Finalmente il dubbio è stato sciolto e viene dunque, finalmente, offerto ai lettori un libro che sembrava destinato a rimanere un irraggiungibile oggetto del desiderio.
In questo romanzo, oscuro eppure festante, la cui ispiratrice è una versione adulta e assai frivola della celeberrima Lolita, Vladimir Nabokov gioca, per l'ultima volta, ad affacciarsi sull'abisso della nostra inevitabile fine, ma come sempre trasforma la morte in un atto revocabile che, giunto l'istante fatale, evapora nelle magie dell'illusionismo.

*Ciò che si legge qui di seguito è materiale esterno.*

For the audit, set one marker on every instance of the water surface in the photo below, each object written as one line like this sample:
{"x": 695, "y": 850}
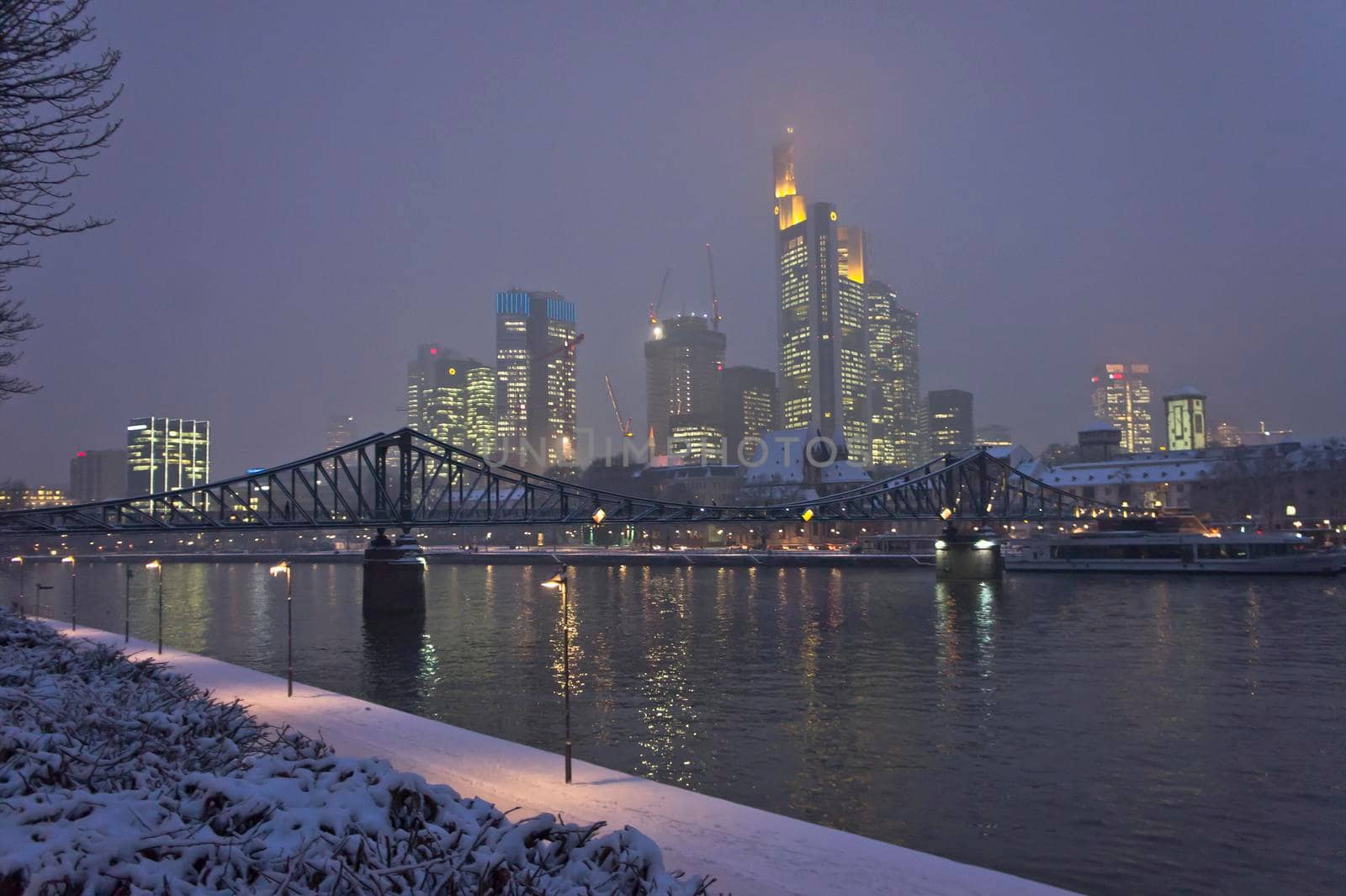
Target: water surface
{"x": 1110, "y": 734}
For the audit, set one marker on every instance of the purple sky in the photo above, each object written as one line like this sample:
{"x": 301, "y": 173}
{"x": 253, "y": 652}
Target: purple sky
{"x": 305, "y": 194}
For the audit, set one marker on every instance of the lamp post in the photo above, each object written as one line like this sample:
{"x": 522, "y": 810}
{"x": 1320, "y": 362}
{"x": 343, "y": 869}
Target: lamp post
{"x": 559, "y": 581}
{"x": 19, "y": 560}
{"x": 283, "y": 567}
{"x": 127, "y": 615}
{"x": 159, "y": 568}
{"x": 74, "y": 603}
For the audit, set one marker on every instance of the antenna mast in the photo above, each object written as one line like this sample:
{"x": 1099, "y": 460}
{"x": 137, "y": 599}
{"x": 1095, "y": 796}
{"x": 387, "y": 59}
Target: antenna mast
{"x": 715, "y": 298}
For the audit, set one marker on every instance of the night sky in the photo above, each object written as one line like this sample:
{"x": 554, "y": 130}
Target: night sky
{"x": 305, "y": 194}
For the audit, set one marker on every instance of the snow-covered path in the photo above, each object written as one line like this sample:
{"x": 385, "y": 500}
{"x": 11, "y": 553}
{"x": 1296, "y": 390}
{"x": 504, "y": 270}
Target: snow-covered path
{"x": 747, "y": 851}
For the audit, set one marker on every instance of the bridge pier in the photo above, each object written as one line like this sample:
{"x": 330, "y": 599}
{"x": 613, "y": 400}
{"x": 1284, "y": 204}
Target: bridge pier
{"x": 968, "y": 556}
{"x": 395, "y": 576}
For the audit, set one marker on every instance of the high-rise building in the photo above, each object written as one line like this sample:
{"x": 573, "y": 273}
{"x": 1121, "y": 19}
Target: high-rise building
{"x": 894, "y": 379}
{"x": 824, "y": 372}
{"x": 15, "y": 496}
{"x": 481, "y": 409}
{"x": 166, "y": 453}
{"x": 949, "y": 415}
{"x": 1121, "y": 397}
{"x": 1184, "y": 413}
{"x": 98, "y": 475}
{"x": 994, "y": 436}
{"x": 684, "y": 366}
{"x": 446, "y": 395}
{"x": 751, "y": 406}
{"x": 341, "y": 431}
{"x": 535, "y": 379}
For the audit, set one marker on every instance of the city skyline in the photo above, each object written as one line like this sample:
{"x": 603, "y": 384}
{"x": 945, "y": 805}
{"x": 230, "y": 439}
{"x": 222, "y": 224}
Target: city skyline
{"x": 1110, "y": 236}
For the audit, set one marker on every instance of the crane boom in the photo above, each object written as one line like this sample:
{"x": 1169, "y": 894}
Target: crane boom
{"x": 715, "y": 296}
{"x": 623, "y": 424}
{"x": 570, "y": 346}
{"x": 654, "y": 305}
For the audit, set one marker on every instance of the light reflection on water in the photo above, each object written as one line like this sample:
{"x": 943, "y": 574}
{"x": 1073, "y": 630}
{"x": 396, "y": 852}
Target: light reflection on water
{"x": 1110, "y": 734}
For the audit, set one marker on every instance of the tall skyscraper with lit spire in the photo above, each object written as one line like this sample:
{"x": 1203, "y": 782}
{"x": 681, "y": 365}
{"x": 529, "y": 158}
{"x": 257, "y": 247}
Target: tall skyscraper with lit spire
{"x": 824, "y": 374}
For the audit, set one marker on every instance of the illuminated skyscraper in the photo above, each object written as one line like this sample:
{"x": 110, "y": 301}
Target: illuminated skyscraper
{"x": 1184, "y": 413}
{"x": 824, "y": 375}
{"x": 949, "y": 415}
{"x": 751, "y": 406}
{"x": 894, "y": 379}
{"x": 166, "y": 453}
{"x": 535, "y": 379}
{"x": 1121, "y": 397}
{"x": 684, "y": 365}
{"x": 98, "y": 475}
{"x": 446, "y": 393}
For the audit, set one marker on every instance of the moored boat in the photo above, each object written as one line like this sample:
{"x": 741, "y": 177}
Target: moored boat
{"x": 1189, "y": 548}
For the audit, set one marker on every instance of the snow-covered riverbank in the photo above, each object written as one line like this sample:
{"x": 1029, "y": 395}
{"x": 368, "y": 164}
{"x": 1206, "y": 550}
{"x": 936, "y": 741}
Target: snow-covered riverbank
{"x": 123, "y": 778}
{"x": 747, "y": 851}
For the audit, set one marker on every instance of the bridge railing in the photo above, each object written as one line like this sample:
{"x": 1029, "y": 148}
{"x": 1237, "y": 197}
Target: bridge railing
{"x": 410, "y": 480}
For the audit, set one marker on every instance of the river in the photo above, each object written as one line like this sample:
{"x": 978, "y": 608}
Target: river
{"x": 1104, "y": 734}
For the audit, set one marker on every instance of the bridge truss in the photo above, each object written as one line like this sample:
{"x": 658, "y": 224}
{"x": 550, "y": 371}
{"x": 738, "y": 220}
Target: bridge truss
{"x": 407, "y": 480}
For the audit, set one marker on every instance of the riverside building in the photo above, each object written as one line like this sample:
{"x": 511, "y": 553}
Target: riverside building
{"x": 167, "y": 453}
{"x": 451, "y": 397}
{"x": 684, "y": 392}
{"x": 1121, "y": 397}
{"x": 824, "y": 372}
{"x": 535, "y": 379}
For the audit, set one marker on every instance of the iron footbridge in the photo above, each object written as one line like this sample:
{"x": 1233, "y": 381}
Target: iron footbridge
{"x": 407, "y": 480}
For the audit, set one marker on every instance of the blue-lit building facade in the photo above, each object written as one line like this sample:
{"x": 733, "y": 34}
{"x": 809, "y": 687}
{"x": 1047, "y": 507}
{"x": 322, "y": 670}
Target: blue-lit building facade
{"x": 535, "y": 379}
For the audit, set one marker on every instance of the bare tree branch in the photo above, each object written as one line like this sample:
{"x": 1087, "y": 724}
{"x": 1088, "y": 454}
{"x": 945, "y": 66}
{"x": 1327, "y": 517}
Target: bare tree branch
{"x": 54, "y": 114}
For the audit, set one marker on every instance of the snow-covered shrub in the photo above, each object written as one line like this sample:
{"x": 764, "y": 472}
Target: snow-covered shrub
{"x": 123, "y": 778}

Gioca con la strenua aspirazione al dominio della vita e all'immortalità per poi rivelarci che morire è divertente. Gioca con le scatole cinesi del suo racconto, in cui realtà e finzione si rincorrono in un labirinto di specchi.
E come ultimo dono ci spalanca le porte del suo impareggiabile laboratorio creativo.